Archive for 2009

Hey, Boys and Girls, It's Wednesday One-Liner Time!

30-something blonde in office attire on cell: You need to tell Vanessa that she can't be on the show because she's not overweight enough, and s not unattractive enough.

–Whole Foods Market, Chelsea

Syracuse University girl, going up escalator: I feel like I'm in Star Trek! (begins humming Indiana Jones theme)

–Penn Station

Overheard by: Mickey

20-something gaysian: Yeah, he watches Hannah Montana so I don't get why he makes fun of me for watching iCarly!

–Washington Square Park

Teen: I watched I Love Lucy last night. She's funny; she's like the Jim Carrey of the 1920s or something.

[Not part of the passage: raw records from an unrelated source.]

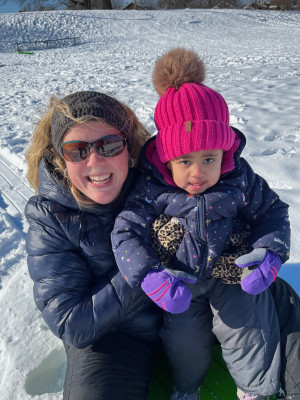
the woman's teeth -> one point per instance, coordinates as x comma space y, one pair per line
100, 179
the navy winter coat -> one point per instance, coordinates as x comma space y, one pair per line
240, 198
77, 287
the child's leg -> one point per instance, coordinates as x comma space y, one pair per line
188, 342
247, 328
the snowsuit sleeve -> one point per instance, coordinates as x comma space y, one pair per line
131, 234
77, 309
266, 214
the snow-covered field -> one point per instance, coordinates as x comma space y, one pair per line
252, 58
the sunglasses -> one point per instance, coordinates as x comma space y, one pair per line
107, 146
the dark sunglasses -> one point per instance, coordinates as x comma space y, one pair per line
107, 146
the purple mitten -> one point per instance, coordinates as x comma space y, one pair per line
164, 287
261, 269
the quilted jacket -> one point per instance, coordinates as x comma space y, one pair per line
241, 199
77, 287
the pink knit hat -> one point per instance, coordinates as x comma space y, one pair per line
189, 116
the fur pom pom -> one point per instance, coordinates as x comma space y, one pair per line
176, 67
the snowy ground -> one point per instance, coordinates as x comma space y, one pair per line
252, 58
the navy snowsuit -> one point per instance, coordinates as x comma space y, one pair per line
241, 199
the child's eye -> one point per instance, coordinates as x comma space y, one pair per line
184, 162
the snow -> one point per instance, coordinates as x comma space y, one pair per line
252, 58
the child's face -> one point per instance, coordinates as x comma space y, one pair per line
197, 171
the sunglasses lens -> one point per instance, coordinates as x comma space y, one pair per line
75, 151
110, 146
107, 146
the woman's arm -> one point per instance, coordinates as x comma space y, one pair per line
76, 309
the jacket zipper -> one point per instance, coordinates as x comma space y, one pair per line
201, 216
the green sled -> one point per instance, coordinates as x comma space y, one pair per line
218, 384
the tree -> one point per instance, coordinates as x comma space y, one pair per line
89, 4
43, 5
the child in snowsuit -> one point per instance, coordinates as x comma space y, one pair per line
193, 172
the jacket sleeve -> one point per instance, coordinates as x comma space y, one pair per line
132, 234
75, 309
266, 214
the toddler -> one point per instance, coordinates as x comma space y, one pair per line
193, 170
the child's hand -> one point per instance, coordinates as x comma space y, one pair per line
164, 287
261, 269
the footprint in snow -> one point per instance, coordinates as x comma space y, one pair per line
48, 377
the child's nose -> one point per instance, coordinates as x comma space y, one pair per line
197, 170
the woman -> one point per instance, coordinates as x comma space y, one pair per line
80, 164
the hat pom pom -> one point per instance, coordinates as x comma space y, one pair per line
177, 67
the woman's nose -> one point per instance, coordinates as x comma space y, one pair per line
94, 157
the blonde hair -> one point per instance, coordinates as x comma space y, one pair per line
42, 147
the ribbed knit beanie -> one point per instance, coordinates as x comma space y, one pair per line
86, 104
189, 116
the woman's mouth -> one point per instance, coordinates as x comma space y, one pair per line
100, 179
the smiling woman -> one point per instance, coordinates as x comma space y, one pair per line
80, 164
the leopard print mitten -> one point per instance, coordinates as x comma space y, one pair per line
225, 268
167, 234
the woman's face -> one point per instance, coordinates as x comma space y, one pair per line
99, 178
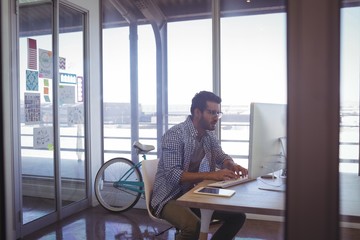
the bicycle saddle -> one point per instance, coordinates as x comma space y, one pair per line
142, 147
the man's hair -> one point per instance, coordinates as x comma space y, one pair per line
200, 99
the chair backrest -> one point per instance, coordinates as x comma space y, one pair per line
149, 168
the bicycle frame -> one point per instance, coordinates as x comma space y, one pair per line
135, 186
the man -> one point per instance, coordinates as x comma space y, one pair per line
190, 152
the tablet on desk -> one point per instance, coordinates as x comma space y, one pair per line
215, 191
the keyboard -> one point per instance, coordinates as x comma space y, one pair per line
230, 182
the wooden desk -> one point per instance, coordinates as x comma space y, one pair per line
248, 199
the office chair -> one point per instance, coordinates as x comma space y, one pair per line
149, 168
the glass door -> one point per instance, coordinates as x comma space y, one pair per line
51, 98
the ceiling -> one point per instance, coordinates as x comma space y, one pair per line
120, 12
35, 15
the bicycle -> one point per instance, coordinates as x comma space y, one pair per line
121, 174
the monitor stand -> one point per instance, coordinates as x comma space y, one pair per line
283, 173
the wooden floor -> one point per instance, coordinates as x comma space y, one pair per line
98, 224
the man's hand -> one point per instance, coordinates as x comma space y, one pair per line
239, 170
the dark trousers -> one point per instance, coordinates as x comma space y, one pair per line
187, 221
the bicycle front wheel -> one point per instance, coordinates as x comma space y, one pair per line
112, 194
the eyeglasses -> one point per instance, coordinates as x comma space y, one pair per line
214, 113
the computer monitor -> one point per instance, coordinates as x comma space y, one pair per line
267, 142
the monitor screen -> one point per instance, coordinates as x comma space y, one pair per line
267, 142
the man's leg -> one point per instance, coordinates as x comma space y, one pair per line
231, 224
183, 219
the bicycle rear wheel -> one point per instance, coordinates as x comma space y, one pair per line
113, 196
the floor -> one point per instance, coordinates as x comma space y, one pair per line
99, 224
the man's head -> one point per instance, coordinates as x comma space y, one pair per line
205, 110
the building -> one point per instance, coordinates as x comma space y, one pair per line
313, 107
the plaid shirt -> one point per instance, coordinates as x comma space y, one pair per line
177, 147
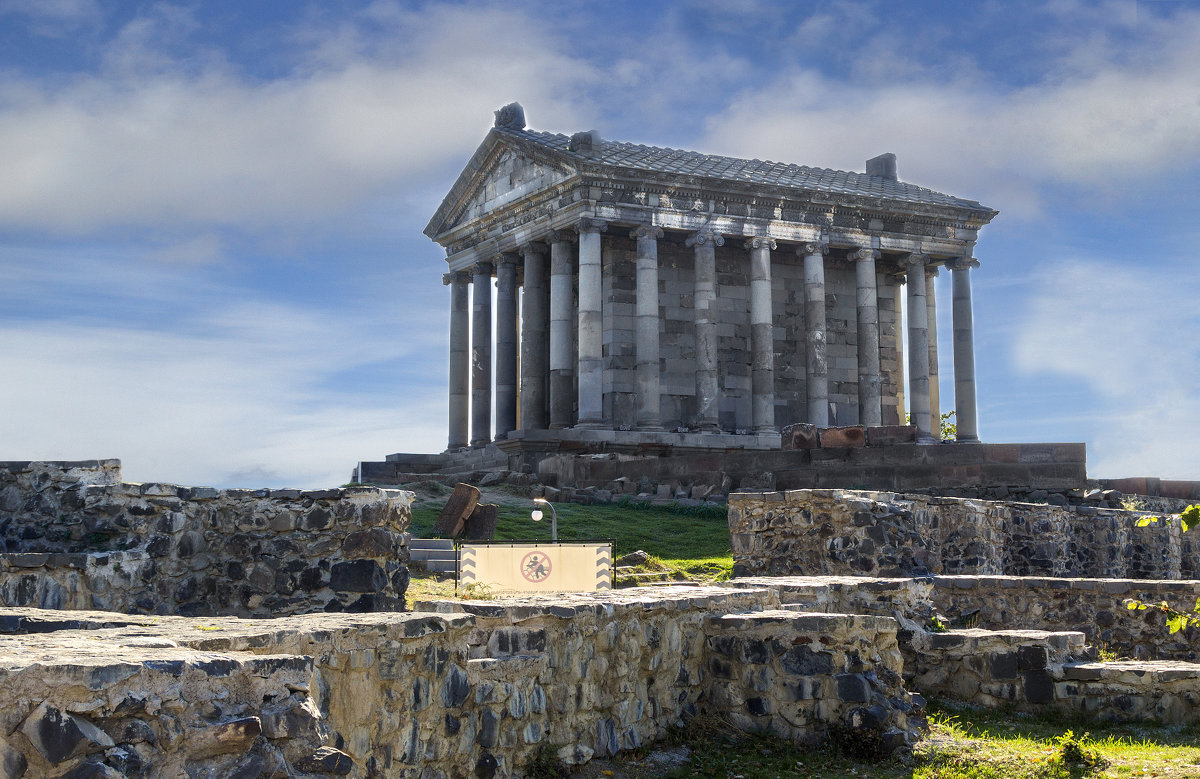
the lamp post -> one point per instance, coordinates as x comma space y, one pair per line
553, 516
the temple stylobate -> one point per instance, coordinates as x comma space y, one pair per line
643, 293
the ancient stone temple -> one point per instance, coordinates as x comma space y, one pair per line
651, 294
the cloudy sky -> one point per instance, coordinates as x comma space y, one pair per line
211, 262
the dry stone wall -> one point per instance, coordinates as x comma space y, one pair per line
79, 538
474, 689
837, 532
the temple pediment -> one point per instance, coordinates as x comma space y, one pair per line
499, 174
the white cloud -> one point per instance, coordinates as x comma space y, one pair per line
156, 142
1132, 341
1127, 117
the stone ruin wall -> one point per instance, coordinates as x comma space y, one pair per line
76, 537
475, 689
835, 532
678, 343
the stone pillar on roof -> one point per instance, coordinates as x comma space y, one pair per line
762, 337
935, 388
481, 355
534, 325
505, 345
870, 402
964, 352
649, 412
816, 361
562, 340
460, 358
705, 244
918, 348
591, 329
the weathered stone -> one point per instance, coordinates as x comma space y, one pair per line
454, 515
60, 736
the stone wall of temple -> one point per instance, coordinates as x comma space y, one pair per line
835, 532
678, 342
79, 538
475, 689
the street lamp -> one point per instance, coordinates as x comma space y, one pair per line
553, 516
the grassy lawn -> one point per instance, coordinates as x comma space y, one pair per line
693, 540
961, 744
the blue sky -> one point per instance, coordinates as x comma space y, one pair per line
211, 262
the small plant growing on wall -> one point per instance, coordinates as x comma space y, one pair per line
1176, 619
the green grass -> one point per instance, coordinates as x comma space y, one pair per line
961, 744
677, 535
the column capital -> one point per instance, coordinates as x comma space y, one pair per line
706, 235
862, 255
588, 225
647, 231
809, 249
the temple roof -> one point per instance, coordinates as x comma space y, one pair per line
679, 161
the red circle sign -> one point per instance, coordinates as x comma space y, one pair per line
535, 567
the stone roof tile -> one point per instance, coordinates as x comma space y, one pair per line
682, 162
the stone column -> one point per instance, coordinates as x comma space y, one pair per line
762, 337
705, 310
870, 400
918, 349
649, 387
591, 358
898, 298
562, 305
505, 345
964, 351
935, 388
481, 355
816, 365
460, 358
534, 358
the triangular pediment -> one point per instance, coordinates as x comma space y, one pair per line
499, 173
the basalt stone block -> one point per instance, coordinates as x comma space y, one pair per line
60, 736
327, 760
481, 522
358, 576
889, 435
799, 436
843, 437
460, 505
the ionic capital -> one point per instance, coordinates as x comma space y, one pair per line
813, 249
707, 235
647, 231
588, 225
863, 255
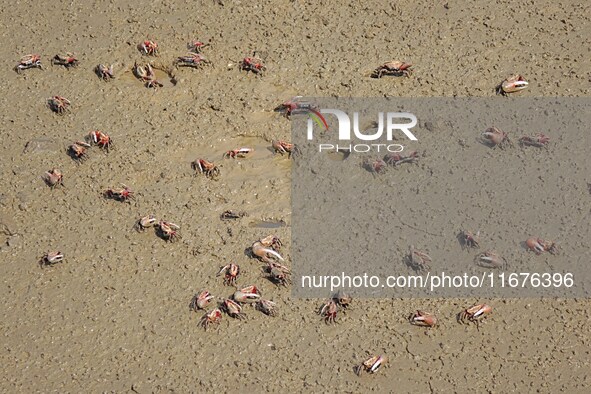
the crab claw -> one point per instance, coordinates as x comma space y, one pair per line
512, 85
247, 295
535, 244
264, 253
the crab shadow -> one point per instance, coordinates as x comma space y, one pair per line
462, 240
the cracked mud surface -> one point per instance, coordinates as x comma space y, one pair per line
114, 315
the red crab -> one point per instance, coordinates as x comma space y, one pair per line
68, 60
240, 153
149, 47
283, 147
253, 64
101, 139
123, 195
28, 61
231, 272
395, 68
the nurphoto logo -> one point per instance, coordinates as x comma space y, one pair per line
388, 124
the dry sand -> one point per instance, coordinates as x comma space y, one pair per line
114, 316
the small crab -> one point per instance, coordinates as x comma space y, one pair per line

–UA School of Music and Art

20-something preppy kid to mother: You know, they really should have a reality show about Midtown.

–54th St b/w 1st & 2nd Ave

Overheard by: Pedro

Number Four: Mom Jeans?? Really?

Woman, staring at the train subway map: Excuse me, how do you get to the 1 train?
Large black guy: Number one, you get an education.
Woman: No no, how do you get to the 1 train?
Large black guy: Number one, you get an education. Number two, you look at the map. Number three, don't talk to strangers.